Honda superspeedway kit features multi-options

Reduced drag and increased engine performance equals speed on the 2.5-mile Indianapolis Motor Speedway oval, and Honda Performance Development COO and vice president Steve Eriksen believes its Verizon IndyCar Series entries in the 99th Indianapolis 500 Mile Race will have all three with its superspeedway aerodynamic bodywork platform and 2.2-liter, twin-turbocharged V-6 engine.

Honda’s superspeedway aerodynamic bodywork package on the No. 29 TE Connectivity Andretti Autosport entry to be driven by Simona de Silvestro unveiled today at Indianapolis Motor Speedway features a range of options available to teams to utilize for qualifications and the 200-lap race. The platform was designed, developed and supplied by California-based Honda Performance Development, and the aero kit will make its public on-track debut May 3 during a Promoter Test at IMS. Chevrolet's superspeedway aero package also will be on track May 3.

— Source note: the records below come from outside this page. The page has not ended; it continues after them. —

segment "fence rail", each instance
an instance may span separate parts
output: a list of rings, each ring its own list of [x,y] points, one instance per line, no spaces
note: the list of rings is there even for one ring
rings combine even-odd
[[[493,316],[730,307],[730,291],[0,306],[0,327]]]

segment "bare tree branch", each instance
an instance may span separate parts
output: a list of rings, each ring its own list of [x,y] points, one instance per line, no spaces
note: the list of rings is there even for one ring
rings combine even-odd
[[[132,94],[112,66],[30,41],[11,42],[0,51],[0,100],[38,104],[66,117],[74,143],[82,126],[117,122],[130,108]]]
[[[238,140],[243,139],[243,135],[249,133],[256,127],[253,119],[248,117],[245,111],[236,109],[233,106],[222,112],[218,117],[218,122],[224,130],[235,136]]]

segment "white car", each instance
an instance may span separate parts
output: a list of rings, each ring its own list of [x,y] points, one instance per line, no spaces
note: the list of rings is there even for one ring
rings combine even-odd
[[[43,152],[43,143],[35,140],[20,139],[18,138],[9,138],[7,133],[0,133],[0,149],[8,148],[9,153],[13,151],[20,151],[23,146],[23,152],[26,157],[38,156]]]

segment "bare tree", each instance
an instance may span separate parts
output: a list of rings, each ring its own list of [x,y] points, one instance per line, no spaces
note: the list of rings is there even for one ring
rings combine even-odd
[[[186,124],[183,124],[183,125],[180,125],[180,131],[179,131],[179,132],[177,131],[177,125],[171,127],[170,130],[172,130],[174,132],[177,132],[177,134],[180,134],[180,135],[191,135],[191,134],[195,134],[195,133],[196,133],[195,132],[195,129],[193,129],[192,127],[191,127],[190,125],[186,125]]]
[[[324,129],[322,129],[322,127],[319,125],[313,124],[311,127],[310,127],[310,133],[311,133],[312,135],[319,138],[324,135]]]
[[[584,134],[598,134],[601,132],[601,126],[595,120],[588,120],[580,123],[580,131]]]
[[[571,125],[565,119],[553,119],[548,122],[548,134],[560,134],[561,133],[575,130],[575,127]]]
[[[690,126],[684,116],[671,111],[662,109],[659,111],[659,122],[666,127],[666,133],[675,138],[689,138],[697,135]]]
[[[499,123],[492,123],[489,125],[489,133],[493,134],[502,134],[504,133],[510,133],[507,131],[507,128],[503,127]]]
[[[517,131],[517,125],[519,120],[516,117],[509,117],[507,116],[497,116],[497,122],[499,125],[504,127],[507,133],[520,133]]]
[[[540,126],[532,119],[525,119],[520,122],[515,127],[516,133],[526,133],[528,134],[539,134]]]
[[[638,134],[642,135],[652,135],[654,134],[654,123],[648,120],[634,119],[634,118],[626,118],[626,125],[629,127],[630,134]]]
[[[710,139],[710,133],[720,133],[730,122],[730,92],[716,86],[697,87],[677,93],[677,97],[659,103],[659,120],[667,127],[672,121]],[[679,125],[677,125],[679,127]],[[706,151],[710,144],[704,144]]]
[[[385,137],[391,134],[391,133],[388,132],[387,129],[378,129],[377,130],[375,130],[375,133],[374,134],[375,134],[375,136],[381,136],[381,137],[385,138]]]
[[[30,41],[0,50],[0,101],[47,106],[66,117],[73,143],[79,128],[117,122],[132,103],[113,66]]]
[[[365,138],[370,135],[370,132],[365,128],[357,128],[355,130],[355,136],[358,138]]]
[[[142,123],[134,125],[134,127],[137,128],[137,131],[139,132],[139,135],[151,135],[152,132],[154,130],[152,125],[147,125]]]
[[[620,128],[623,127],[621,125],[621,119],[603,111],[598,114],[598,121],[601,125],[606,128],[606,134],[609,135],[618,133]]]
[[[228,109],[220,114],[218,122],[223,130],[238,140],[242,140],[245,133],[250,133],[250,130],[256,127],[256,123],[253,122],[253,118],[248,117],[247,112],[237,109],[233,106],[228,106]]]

Practice opens May 11, with qualifications May 16-17 and the 99th Running of the Indianapolis 500 on May 24. Ryan Hunter-Reay, driving the No. 28 DHL Honda for Andretti Autosport, won the 2014 Indianapolis 500.

"I expect an increase in speed (in practice and qualifications), but I won't say how much," Eriksen said.

The superspeedway package includes a variety of individual aerodynamic components fitted to the Honda-powered Dallara chassis but is markedly different from the road/street and short oval kit that has been utilized in the first four races of the Verizon IndyCar Series season. The front wing of the superspeedway kit contains fewer components to reduce drag and a rear wing element that Eriksen said is wide "like a glider." The rear wing main plane has "swan neck" supports that are carried over from Honda's sports car program, where HPD engineers learned that they helped with air flow over the rear wing. The rear wing main plane is unique to the Indianapolis 500, though an entry has the option to run the main plane to be used on the other three big ovals.
"One of the great things about IndyCar is that this aero kit has to operate over such a diverse range of circuits, it's unlike any other racing series, and it's a real challenge to make a kit that is going to work on every track well. But we welcomed it and have enjoyed doing it," Eriksen said. "The process really started with us looking at what has made us successful. The Indy 500 wins that we've had we look at and say, 'What did we do well and what could we do better in the future.' We wanted to build on that experience to build the best kit possible, and I think we've done that."

There will be differences between the Honda and Chevrolet superspeedway kits, within both manufacturers’ qualifying and race specs to achieve maximum performance, and within their respective teams that likely will run different elements – even asymmetrical on the cars – during practice.
“We’re excited to unveil our superspeedway aero kit, the newest element in this era of enhanced manufacturer competition in the Verizon IndyCar Series,” HPD president Art St. Cyr said.  “Coupled to our proven Honda Indy V-6 engines, these aero kits are the products of thousands of hours of research, development and testing, as we seek to give our drivers and teams the tools they need to win the race that Honda holds as its most important goal each season: the Indianapolis 500.”

Both manufacturers, under INDYCAR regulations, designed components in “legality boxes” that complement the standard components of the rolling chassis. Areas open for development in these legality boxes include sidepods, engine cover, rear wheel guards, front and rear wing main planes and end plates, superspeedway front wing main plane, and the Indianapolis 500 rear wing main plane. Standard components for all cars include the underwing, road course front wing and rear wing main planes, nose, mirror housing and roll hoop fairing.
The road/street and short oval and superspeedway aero kits were developed by utilizing the latest in Computer-Aided Design and Computational Fluid Dynamics technology, then validated using Driver-In-Loop simulators. The process allowed the aerodynamic direction to be determined before full-size components were created.

Full-scale wind tunnel testing was used to confirm performance characteristics and develop aero maps to be used during manufacturer on-track testing from early October 2014 through mid-January 2015.